The two co-founders of the school have recently completed feature-length documentaries of their own:

LIFE AFTER THE FALL by Kasim Abid

OUR FEELINGS TOOK THE PICTURES: OPEN SHUTTERS IRAQ  by Maysoon Pachachi

11 Jan 2009
Student films
Our students' films continued to be shown throughout 2008: at the Arab Film Festival in San Francisco, the Casa Arabe in Madrid, as part of the 'Red Zone, Green Zone' exhibition at Gemak museum in the Hague, and at the British Museum in London as part of its 'Babylon Late' event, in February 2009.

In December 2008, our students' films participated in the Dubai International Film Festival Market and we took part in a panel about film education at the festival.

Some of our former students have gone on to try to make films. Recently, Mounaf Shaker from our first documentary course in 2005, won a prize at the Gulf Film Festival 2009, for his documentary film, Red Zone Citizens.
01 Dec 2008
Radio interviews

While in the US, we were asked to do 3 radio interviews and press publication. If you are interested, the links to the New York and Washington shows are below.

http://www.npr.org/templates/story/story.php?storyId=89408895

http://www.filminfocus.com/essays/crash-course-making-movies-on-print.php

01 Dec 2008
Screenings of student films

All of our students' films were shown at the House of World Cultures in Berlin as part of the DI/VISIONS Culture and Politics of the Middle East events in January.

In March and April, Kasim and Maysoon travelled to the US to show our students' films and to promote the work of the college in California, New York and Washington DC. 

We were invited to the US by Montalvo Arts Center in Saratoga, California as part of their Iraq Re-frame programme. We showed several students' films and took part in a panel discussion co-sponsored by Stanford University.

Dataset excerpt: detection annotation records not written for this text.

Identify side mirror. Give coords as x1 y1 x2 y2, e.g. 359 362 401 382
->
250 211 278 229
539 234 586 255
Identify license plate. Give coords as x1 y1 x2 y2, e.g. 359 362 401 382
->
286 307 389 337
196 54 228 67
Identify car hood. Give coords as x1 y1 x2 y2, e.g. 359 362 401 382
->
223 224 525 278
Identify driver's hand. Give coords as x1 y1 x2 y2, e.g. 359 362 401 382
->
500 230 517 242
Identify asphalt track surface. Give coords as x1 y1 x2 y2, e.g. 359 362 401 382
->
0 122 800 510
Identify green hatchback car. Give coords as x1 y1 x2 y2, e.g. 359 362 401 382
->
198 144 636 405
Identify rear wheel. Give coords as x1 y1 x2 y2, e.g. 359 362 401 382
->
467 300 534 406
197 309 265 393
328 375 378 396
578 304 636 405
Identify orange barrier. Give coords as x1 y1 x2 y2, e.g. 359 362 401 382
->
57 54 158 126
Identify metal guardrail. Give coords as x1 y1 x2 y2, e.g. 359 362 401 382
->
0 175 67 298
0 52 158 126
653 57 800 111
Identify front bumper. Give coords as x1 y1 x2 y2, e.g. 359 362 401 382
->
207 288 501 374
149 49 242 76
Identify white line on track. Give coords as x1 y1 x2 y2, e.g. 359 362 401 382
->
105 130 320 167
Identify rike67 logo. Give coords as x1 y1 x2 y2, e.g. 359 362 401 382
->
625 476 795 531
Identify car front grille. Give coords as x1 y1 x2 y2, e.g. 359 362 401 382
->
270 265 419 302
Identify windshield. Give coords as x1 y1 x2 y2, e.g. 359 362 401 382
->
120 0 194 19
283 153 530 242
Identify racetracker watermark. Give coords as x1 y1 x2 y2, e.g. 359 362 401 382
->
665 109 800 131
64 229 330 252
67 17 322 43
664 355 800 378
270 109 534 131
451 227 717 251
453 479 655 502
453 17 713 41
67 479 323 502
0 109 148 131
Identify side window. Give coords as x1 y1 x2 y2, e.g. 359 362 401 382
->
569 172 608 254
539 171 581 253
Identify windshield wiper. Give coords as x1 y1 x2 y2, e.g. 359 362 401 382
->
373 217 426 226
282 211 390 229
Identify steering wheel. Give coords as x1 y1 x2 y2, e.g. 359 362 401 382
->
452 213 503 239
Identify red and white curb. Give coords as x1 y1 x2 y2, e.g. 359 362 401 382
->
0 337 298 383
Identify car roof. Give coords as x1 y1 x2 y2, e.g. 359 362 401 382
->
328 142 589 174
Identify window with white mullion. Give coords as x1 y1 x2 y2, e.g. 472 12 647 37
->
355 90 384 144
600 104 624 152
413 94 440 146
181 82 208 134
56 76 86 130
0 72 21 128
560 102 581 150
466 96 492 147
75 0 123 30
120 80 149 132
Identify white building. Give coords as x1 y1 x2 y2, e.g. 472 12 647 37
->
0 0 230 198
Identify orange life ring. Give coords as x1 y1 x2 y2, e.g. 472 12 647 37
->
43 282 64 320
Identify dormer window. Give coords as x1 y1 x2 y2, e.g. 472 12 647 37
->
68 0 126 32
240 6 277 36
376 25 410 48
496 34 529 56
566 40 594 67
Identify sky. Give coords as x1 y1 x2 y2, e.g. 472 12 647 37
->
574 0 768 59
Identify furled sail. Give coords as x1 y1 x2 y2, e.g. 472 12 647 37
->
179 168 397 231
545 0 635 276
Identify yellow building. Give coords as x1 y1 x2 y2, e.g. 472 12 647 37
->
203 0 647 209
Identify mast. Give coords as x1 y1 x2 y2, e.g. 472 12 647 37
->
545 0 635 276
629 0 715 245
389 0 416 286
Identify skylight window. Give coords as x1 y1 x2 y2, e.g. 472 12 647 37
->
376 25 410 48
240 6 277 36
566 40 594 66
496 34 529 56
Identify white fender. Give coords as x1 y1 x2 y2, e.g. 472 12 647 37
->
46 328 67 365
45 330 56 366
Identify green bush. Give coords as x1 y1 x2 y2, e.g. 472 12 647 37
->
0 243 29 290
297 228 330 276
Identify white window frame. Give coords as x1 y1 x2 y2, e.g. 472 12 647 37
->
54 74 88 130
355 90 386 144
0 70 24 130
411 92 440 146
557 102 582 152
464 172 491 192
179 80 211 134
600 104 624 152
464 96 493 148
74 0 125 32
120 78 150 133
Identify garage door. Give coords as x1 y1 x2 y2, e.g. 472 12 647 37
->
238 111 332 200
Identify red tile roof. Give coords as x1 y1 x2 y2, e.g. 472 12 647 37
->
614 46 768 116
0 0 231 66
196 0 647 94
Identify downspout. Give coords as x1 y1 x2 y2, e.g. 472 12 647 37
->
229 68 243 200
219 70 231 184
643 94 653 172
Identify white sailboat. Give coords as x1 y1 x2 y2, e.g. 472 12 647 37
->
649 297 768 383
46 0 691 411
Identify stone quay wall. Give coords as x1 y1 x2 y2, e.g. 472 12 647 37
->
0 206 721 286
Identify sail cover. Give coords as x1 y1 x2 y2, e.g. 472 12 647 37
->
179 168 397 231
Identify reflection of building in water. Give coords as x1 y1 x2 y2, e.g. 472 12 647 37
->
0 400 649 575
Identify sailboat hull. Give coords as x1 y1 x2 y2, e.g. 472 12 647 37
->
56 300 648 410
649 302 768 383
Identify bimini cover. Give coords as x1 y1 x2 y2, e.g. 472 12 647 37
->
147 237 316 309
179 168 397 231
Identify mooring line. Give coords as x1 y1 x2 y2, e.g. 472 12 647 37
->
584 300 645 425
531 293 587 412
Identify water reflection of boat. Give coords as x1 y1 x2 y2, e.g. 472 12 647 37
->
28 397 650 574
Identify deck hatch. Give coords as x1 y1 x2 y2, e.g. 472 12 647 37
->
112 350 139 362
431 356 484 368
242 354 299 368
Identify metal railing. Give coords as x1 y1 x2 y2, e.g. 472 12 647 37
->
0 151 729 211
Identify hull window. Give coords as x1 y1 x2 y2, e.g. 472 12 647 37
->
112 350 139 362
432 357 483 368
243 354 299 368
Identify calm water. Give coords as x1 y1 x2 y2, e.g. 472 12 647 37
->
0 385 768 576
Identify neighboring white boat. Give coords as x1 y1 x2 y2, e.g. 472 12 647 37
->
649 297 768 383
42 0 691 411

In New York, we held 4 screening and discussion sessions at Tisch School of the Arts, New York University, the Open Society Institute, Columbia University and the Pomegranate Gallery. We spoke to the film department at NYU and have established a relationship of support and mentoring with them, They are providing us with course books, the loan of a video training camera and are hoping to provide one of our students with the opportunity to study an intensive course at the university in the summer. 

In February, Hiba Bassem's film Baghdad Days was shown as part of the Tangiers to Tehran: Women Filmmakers in the Middle East Festival in London. The festival was sponsored by the French Institute. In April it was also shown in Morocco as part of the Week of Documentary organised by the French Institute of Fez.

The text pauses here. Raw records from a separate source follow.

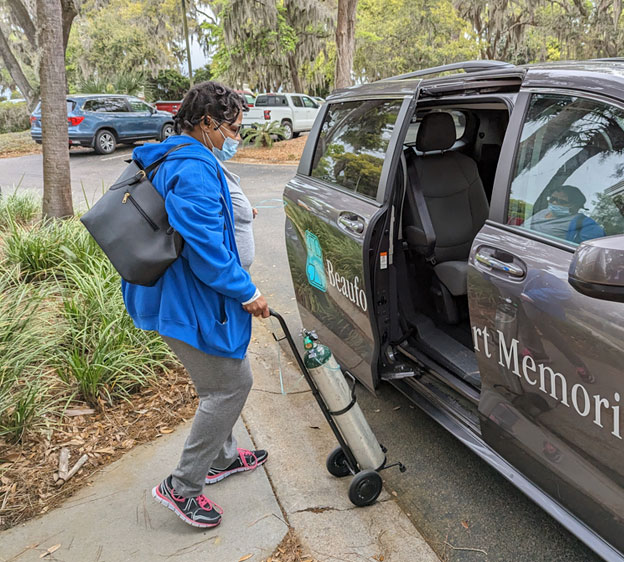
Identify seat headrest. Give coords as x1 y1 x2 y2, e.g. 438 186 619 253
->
416 111 457 152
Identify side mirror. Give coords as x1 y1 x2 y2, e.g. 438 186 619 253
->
568 234 624 302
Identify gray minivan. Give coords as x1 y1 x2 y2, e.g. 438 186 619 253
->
284 59 624 561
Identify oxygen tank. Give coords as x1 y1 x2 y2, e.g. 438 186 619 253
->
303 331 386 470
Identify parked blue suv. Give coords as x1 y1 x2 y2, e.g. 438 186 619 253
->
30 94 173 154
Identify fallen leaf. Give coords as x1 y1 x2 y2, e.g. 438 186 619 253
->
1 453 22 463
39 543 61 558
65 408 95 417
94 447 115 455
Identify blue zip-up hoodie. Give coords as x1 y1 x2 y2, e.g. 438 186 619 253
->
122 136 256 359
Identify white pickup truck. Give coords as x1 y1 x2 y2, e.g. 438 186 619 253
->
242 94 321 140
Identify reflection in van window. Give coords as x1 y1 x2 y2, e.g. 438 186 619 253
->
507 94 624 244
312 100 401 199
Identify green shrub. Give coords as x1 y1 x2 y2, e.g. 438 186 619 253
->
0 192 41 230
56 258 172 406
0 212 175 430
4 220 70 282
76 72 145 96
241 121 285 148
145 70 190 101
4 218 102 282
0 102 30 133
0 269 55 441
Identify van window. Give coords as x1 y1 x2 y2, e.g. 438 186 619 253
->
83 98 128 113
404 109 466 146
507 94 624 244
128 99 151 113
311 100 401 199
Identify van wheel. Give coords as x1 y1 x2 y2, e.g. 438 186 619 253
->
325 447 351 478
349 469 383 507
281 120 294 140
158 123 173 142
93 129 117 154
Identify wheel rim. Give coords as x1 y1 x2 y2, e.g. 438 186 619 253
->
100 133 115 152
356 480 377 501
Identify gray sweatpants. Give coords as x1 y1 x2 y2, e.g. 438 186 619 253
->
163 336 253 498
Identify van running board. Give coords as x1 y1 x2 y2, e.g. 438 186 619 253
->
409 314 481 390
396 344 480 405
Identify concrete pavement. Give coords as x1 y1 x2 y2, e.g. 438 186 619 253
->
0 321 438 562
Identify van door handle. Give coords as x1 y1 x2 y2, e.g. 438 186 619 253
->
475 252 525 277
338 213 364 234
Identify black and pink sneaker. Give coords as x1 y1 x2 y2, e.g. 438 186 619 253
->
152 476 223 528
206 449 269 484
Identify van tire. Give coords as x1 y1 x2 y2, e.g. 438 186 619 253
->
280 119 295 140
93 129 117 154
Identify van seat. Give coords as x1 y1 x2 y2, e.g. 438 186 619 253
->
409 112 489 296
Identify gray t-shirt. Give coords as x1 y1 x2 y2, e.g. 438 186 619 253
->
220 162 256 269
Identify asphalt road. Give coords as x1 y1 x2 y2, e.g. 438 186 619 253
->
0 148 599 562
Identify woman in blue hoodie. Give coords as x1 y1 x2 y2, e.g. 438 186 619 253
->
122 82 269 527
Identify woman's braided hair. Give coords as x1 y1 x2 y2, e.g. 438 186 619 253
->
173 82 249 135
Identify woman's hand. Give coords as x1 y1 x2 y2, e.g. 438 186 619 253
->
243 296 269 318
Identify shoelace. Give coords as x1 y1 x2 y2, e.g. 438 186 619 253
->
236 449 258 469
197 494 223 515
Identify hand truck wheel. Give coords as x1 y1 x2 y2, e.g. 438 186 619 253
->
349 469 383 507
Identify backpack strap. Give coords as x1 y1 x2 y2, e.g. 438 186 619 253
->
143 142 191 181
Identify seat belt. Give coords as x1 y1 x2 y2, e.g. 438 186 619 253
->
405 149 436 265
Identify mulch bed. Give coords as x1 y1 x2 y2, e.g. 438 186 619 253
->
0 367 197 530
232 135 308 164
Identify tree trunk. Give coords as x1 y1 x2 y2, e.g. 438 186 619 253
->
37 0 74 218
288 53 303 93
334 0 357 88
0 25 37 110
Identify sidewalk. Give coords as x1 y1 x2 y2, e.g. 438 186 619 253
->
0 322 438 562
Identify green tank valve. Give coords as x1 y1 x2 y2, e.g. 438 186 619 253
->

In April, 6 of our students' films were shown in competition in Dubai as part of the Gulf Film Festival. The festival invited the directors of the films to attend. IFTVC students won prizes at the festival: in the students' competition, Bahram Al Zuhairi has won the first prize with his film Leaving and Emad Ali has been awarded third prize.

Ahmed Jabbar's film, Dr Nabil, was shown at the London International Documentary Festival in April.

Emad Ali's film, A Candle for the Shabandar Cafe, will be shown at the Houston Palestinian Film Festival in May.

Also in May, student films will be shown at a special screening and discussion in Vienna.

In July the IPRA Short Film Festival in Leuven, Belgium, will show Hassanain al Hani's film, A Stranger In His Own Country.

Two films by our students, A Candle for the Shabandar Cafe and A Stranger In His Own Country, are shown in July as part of the Arab Film Festival at BAFTA in London and at FACT in Liverpool.

We are happy that after all our students, and our own hard work, our films are reaching a wider international audience. We are also very grateful to those who have supported us throughout the first 4 years of our project and to those new friends who are now offering their support.